|
Binnenveld, 1802 Op deze kaart uit het begin van de 19e eeuw (de Man, 1802-1812) is het Binnenveld nog als een bijna leeg gebied getekend. In het veenontginningsgebied langs de Grift bij Veenendaal is het regelmatige patroon van zijkanalen voor de afvoer van turf te zien. Op de zandruggen met de kampen, Nergena en de Maanderbuurt, is de perceelindeling weergegeven; die is ook te zien langs de oostzijde van de Utrechtse heuvelrug.
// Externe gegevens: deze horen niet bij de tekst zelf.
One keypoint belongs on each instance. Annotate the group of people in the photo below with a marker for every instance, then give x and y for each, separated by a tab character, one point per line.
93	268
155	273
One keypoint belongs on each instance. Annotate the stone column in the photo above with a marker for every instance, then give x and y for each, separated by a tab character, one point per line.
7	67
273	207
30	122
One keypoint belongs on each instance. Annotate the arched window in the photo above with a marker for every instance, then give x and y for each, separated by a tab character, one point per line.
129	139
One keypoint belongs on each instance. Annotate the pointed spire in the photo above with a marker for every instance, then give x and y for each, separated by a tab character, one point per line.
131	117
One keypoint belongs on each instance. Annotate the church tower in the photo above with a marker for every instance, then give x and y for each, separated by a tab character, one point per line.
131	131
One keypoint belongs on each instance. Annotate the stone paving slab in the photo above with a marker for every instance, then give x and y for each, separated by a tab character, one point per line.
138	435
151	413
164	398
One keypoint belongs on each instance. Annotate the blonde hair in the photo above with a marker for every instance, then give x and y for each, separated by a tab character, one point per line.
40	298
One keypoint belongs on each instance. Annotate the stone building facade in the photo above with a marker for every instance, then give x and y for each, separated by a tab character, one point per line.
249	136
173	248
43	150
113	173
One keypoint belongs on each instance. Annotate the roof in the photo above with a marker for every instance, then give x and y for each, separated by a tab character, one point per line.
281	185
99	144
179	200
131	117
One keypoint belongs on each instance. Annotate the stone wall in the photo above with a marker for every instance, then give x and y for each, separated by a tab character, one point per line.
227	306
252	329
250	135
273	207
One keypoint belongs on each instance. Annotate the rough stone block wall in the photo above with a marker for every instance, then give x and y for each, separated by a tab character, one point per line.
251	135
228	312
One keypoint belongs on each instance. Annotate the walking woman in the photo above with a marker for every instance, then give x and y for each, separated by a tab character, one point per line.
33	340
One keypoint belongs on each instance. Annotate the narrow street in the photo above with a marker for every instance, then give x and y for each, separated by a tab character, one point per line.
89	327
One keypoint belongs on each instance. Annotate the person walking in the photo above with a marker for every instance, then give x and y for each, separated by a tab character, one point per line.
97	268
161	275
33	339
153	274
Dit waren in die tijd, samen met de Engen op de flanken van de heuvels de akkerbouw- gebieden. De lagere delen van het Binnenveld waren voorzover mogelijk in gebruik als hooiland en weidegebied, maar een groot deel in het midden bij de Grift was te moerassig en te nat om te gebruiken als boerenland.
Het belangrijkste veengebied in de Vallei strekte zich uit van Wageningen naar het noord-westen (tot ver voorbij Woudenberg) en naar het noorden tot in de buurt van Doesburg (onderste kaart, 1681). De grens tussen Utrecht en Gelre liep dwars door het economisch belangrijke veengebied (turf was vroeger even belangrijk als nu de olie, de industrie, steenbakkelrijen e.d. waren afhankelijk van turf als energie-bron; turf werd ook gebruikt voor huisverwarming ). Aanvankelijk werd hoogveen afgegraven (droge vervening). Maar reeds in de 17e eeuw werd begonnen met de produktie van slagturf, z.g. natte vervening. Het veen is vrijwel geheel afgegraven. De oude ontginningen zijn nu in gebruik als boerenland. Het gebied wordt gekenmerkt door een hoge dichtheid aan sloten en verkaveling in een patroon van lange smalle percelen (slagen).